The goal of this project is to predict signal peptide cleavage site using supervised learning.
- Project Structure
- Installation
- Data
- Models
- Evaluation
- /projet final: Contains all the C++ code and the data for the project
- p2-cleavage.pdf contains the description of the project
- report.pdf contains the description of our solution
In order to use our codes and re-carry out our tests (if you want to check them and try them :)), there is a Makefile for the compilations and you can use "./grader x", where x is the number of the test.
The projet final/data folder contrains for files containing sequences from various organisms, where the signal peptide is followed by a part of the amino acids of the mature protein:
- EUKSIG 13.red contains 1005 sequences from eucaryotes,
- GRAM+SIG 13.red contains 140 sequences from Gram-positive prokaryotes.
- GRAM-SIG 13.red contains 263 sequences from Gram-negative prokaryotes.
- SIG 13.red is a concatenation of the three files listed above.
Each entry in these files consists in exactly three lines. This is an example of a protein description: 55 2SS8 HELAN 25 ALBUMIN 8 PRECURSOR (METHIONINE-RICH 2S PROTEIN) (SFA8). MARFSIVFAAAGVLLLVAMAPVSEASTTTIITTIIEENPYGRGRTESGCYQQMEE SSSSSSSSSSSSSSSSSSSSSSSSSCMMMMMMMMMMMMMMMMMMMMMMMMMMMMM
- The first line gives a description of the protein and its content may be ignored.
- The second line gives the beginning of the primary structure of the protein, with letters encoding the amino acids. Note that the first amino acid is almost always M (methionine), as it corresponds to the start codon.
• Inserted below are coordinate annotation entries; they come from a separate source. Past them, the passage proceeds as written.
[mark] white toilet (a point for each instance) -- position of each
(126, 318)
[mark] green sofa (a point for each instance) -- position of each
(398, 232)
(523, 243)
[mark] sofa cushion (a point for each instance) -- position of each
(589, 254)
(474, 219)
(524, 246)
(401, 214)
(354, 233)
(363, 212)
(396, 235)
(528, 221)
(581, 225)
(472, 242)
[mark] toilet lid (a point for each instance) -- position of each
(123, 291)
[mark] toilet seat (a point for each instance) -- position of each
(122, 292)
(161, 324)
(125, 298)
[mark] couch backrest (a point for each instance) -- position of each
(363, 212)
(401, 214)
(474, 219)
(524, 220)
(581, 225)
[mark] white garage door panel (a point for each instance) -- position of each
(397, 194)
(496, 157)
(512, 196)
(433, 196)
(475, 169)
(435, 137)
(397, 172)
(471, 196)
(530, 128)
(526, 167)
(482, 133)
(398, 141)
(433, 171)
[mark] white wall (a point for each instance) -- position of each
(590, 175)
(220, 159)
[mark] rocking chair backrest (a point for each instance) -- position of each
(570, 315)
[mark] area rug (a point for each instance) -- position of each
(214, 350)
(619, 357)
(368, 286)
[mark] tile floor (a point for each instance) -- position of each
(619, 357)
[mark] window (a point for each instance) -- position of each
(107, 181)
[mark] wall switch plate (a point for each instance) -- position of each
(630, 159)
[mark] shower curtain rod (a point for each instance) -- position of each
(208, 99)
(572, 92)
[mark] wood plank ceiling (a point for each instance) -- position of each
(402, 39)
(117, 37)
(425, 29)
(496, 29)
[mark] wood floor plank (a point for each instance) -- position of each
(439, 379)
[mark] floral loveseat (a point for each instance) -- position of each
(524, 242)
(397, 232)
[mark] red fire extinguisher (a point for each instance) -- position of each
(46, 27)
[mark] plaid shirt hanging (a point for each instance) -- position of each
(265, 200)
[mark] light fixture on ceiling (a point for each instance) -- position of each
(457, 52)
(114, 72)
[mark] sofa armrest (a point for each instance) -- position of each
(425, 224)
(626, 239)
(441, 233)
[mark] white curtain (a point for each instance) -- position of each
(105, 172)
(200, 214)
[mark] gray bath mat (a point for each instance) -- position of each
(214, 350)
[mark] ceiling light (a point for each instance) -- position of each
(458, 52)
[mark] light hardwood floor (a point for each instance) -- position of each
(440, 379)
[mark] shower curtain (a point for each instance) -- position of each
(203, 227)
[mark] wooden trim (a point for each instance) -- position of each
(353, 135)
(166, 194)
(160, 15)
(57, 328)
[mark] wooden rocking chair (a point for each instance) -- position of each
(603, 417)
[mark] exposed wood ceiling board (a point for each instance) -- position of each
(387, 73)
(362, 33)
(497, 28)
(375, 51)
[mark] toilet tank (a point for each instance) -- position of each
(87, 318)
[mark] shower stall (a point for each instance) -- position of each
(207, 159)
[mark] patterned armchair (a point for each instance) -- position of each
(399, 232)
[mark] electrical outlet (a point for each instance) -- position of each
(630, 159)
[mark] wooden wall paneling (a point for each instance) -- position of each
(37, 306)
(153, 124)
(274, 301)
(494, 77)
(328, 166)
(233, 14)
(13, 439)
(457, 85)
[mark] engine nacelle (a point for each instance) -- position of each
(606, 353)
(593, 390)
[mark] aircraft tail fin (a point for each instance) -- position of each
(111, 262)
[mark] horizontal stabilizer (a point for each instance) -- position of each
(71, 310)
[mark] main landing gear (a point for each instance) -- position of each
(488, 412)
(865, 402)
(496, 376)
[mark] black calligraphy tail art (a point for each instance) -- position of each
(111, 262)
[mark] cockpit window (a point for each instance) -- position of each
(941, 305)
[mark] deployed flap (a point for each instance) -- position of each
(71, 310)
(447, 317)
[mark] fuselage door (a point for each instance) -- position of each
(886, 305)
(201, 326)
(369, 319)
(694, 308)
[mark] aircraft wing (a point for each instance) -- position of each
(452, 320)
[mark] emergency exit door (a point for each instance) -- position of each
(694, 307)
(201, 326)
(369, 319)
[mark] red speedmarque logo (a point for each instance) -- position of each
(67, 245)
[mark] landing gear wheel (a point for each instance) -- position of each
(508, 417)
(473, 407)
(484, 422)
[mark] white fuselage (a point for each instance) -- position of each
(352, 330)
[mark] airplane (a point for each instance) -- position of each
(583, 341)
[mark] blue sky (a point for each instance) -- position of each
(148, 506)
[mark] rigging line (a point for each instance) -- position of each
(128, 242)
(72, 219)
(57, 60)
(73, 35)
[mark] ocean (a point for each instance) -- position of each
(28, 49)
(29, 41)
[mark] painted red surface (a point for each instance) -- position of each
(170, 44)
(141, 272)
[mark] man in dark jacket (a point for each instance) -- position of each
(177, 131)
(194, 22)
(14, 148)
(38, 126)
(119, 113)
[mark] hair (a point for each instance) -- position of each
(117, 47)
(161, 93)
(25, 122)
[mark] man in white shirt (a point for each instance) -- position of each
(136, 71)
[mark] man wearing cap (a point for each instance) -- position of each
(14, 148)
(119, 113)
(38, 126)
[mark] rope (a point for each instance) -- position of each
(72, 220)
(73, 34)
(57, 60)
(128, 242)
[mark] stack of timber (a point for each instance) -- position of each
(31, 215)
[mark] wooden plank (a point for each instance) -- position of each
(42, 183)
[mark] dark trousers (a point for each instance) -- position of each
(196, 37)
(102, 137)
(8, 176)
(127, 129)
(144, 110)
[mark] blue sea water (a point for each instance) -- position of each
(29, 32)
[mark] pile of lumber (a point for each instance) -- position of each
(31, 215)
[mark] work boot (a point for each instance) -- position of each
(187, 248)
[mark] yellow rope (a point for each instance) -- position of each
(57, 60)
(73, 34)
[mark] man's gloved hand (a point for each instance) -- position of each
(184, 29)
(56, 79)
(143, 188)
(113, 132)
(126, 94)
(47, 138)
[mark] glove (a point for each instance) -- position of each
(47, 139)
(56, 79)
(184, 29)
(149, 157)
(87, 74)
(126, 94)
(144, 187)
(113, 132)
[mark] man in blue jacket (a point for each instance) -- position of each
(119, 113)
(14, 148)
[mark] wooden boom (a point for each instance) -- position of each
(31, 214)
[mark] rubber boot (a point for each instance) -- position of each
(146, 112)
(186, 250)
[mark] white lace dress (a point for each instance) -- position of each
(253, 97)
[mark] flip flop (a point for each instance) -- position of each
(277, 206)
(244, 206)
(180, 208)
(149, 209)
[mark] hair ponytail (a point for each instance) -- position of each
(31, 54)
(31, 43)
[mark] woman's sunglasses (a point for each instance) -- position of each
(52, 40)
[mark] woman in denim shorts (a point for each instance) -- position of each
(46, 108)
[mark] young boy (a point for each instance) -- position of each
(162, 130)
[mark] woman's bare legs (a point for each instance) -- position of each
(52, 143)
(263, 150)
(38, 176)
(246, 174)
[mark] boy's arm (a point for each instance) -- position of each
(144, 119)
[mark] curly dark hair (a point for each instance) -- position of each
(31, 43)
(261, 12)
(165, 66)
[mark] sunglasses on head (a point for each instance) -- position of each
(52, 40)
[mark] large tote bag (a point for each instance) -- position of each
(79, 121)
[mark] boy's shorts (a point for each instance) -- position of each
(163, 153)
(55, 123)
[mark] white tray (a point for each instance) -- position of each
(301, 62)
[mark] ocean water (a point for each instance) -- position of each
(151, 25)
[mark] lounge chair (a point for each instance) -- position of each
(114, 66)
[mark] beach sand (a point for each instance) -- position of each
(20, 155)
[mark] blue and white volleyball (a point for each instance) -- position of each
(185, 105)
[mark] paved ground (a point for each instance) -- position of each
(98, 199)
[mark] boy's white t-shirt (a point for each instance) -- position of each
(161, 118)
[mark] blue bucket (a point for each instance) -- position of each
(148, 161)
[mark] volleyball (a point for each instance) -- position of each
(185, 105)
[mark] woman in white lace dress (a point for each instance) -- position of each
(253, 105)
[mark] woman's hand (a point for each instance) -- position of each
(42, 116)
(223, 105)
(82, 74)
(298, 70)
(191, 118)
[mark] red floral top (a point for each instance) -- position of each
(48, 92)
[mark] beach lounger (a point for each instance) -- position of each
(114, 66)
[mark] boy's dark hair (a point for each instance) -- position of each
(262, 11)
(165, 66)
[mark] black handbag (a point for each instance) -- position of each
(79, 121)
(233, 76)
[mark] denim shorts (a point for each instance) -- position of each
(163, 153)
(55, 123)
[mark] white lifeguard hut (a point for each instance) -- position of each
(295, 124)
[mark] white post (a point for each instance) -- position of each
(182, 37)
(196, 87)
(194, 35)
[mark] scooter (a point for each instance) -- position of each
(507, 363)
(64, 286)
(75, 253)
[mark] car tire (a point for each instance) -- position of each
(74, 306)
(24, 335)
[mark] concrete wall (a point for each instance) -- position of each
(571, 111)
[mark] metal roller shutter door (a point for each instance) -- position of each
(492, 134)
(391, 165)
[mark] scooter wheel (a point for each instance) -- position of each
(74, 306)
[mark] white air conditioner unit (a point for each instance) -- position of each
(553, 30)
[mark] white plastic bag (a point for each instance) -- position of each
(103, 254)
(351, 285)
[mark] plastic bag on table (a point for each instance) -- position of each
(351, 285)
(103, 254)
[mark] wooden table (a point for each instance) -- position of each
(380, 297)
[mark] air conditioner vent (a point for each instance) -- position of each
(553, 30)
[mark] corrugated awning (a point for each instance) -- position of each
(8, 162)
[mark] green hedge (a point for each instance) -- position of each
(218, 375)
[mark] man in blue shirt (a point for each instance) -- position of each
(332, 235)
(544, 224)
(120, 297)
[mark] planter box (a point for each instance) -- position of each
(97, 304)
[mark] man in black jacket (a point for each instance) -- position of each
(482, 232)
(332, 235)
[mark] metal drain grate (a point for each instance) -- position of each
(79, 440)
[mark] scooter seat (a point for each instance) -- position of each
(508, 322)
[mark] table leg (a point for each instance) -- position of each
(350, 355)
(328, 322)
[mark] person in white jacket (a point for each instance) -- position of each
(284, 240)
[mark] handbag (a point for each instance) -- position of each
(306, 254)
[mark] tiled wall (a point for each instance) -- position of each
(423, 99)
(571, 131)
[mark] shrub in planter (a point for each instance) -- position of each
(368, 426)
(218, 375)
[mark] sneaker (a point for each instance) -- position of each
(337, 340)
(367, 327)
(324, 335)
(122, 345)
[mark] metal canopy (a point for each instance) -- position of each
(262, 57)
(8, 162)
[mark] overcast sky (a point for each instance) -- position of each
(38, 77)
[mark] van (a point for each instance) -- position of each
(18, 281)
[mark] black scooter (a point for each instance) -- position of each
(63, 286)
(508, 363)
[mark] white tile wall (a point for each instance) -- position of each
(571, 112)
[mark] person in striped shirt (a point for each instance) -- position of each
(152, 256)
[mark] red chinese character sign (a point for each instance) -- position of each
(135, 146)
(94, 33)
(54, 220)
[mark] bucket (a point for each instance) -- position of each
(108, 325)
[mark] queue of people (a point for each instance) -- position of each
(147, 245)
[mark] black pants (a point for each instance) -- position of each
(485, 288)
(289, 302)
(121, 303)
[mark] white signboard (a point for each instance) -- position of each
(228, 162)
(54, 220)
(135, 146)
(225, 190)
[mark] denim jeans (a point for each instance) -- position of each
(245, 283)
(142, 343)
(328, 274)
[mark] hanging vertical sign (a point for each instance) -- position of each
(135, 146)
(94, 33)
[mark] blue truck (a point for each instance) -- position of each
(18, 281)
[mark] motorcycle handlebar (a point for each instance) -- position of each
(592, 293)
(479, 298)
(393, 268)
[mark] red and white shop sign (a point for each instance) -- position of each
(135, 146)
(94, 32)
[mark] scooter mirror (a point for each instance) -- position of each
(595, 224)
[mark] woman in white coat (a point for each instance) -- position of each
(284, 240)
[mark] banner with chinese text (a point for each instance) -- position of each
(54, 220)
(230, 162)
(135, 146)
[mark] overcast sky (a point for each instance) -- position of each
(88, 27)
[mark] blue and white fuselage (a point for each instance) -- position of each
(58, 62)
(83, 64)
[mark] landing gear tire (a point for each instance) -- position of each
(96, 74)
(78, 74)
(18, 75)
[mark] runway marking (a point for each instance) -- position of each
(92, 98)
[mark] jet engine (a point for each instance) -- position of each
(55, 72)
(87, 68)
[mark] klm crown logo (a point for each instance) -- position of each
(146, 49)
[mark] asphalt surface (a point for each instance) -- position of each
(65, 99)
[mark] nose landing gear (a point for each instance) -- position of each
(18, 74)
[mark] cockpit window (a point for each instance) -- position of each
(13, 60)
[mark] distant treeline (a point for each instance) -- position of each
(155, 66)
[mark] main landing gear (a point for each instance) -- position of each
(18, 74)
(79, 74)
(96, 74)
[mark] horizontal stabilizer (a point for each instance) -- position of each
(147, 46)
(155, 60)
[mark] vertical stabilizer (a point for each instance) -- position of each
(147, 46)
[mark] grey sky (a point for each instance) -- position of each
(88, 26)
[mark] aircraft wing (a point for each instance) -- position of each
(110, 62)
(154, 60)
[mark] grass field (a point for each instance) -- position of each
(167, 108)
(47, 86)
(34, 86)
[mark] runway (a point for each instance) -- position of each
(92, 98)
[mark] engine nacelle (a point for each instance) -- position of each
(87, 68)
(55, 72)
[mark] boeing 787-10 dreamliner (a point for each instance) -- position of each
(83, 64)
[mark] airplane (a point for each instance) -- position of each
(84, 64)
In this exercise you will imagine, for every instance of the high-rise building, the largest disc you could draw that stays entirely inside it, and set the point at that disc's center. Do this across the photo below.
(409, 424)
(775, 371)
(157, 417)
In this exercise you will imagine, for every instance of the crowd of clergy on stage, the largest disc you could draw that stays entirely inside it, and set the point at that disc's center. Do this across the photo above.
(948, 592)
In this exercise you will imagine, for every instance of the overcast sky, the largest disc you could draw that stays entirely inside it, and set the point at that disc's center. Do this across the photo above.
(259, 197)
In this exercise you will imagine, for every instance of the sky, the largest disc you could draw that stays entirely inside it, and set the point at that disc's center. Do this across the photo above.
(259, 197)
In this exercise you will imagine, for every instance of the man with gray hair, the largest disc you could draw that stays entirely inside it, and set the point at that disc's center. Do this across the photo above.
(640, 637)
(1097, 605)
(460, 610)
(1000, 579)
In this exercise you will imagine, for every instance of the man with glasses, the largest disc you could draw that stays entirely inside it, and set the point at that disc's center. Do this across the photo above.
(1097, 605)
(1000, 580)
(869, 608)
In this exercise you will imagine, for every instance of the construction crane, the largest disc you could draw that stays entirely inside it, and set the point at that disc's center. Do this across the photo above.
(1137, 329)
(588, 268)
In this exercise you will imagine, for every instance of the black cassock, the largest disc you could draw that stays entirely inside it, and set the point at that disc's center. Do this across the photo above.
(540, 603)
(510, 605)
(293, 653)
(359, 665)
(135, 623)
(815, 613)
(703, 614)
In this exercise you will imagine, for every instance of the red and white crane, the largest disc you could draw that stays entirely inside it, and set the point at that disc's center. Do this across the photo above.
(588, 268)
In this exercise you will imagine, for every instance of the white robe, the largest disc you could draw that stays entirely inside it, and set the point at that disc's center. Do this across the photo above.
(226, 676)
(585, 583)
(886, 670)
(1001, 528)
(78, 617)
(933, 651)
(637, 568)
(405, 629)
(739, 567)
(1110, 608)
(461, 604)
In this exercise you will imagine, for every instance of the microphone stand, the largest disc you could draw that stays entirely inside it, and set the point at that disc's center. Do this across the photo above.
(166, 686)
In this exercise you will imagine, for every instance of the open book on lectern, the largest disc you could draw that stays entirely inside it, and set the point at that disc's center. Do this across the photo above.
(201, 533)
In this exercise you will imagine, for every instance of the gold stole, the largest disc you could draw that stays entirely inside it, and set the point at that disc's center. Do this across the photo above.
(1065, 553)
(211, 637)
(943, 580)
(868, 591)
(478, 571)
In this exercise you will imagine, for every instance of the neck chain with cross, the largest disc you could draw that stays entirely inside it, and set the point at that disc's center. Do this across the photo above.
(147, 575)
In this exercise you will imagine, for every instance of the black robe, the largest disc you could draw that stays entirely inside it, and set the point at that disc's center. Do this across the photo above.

- The third line is an annotation corresponding to the localization of the cleavage site. For each amino acid on the previous line, a letter indicates whether this amino acid belongs to the signal peptide (annotated with a letter S) or to the mature protein (annotated with a letter M). The first amino acid of the mature protein is annotated with a letter C.
The description of the model can be found in the report.pdf file.
The evaluation of the model is simply the accuracy of the prediction.